Investors systemically suffer lower returns when they treat dividends and capital gains as largely independent from one another, according to prize-winning research paper.
“The dividend disconnect”, authored by the University of Chicago’s Samuel Hartzmark and David Solomon of the University of Southern California’s Marshall School of Business, was named Tuesday as the winner of the $15,000 Charles Brandes Prize by the Brandes Institute, a division of San Diego-based Brandes Investment Partners.
According to the paper, many investors, including mutual funds and institutions, “trade as if dividends and capital gains are separate disconnected attributes”. Investors tend to treat dividends as a separate stable income stream and hold high dividend-paying stocks longer, the paper says, and display less sensitivity to stock price changes.

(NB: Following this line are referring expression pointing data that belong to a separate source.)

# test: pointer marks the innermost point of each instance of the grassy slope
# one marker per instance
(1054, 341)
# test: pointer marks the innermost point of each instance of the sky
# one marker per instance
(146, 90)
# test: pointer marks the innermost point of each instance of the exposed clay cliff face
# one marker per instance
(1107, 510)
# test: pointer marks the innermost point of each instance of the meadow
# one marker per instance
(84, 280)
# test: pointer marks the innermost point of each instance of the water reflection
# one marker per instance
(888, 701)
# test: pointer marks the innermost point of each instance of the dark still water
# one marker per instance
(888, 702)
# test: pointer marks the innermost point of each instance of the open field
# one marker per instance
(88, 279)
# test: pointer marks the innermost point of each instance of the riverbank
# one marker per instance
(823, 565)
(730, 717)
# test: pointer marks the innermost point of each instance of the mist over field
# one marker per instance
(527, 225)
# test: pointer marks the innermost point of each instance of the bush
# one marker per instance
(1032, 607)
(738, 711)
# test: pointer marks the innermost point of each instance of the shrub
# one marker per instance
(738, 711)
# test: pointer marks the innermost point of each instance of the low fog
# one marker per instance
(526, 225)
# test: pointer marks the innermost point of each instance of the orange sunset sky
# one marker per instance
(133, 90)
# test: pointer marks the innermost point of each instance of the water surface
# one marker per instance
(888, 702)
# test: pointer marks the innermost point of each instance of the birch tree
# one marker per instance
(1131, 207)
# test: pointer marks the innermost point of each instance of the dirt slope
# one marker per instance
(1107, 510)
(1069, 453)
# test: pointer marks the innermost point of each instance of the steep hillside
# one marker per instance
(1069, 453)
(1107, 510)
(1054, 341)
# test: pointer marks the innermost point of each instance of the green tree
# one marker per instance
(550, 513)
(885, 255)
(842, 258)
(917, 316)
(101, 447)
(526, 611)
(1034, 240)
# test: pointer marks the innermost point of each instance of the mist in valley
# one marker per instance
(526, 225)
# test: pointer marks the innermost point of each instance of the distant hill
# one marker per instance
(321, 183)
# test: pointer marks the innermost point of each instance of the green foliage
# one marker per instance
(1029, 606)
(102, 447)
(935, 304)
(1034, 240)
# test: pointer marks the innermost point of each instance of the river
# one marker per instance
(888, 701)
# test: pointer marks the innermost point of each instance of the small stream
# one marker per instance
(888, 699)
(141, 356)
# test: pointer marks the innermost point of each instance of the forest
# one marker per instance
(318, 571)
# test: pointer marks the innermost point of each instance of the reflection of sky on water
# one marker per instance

Amid this mistaken view, “demand for dividends is systematically higher in periods of low interest rates and poor market performance, leading to high valuations and lower future returns for dividend-paying stocks,” the paper explains.
Overall, the paper estimates that investors that buy dividend-paying stocks during times of high demand earn roughly 2%-4% less per year due to this behaviour. “An investor whose preferences for dividends cause him to shift into and out of dividend-paying stocks at the same time as other investors would lose a significant portion of the equity premium by doing so,” the paper says.
If investors had a better understanding of the relation between dividends and price changes, they could better evaluate their profits. “How best to teach investors about the proper role of dividends in finance remains an open and interesting question,” the paper concludes.
The runners-up in the annual contest were George Athanassakos, finance professor at Ivey Business School and Vasiliki Athanasakou, assistant professor of accounting at the London School of Economics. They will split a $5,000 award for their research paper on earnings volatility.
The annual competition “seeks to further the conversation on value investing globally”, by offering awards prizes to professors and graduate students for research on investment topics such as value investing and behavioural finance.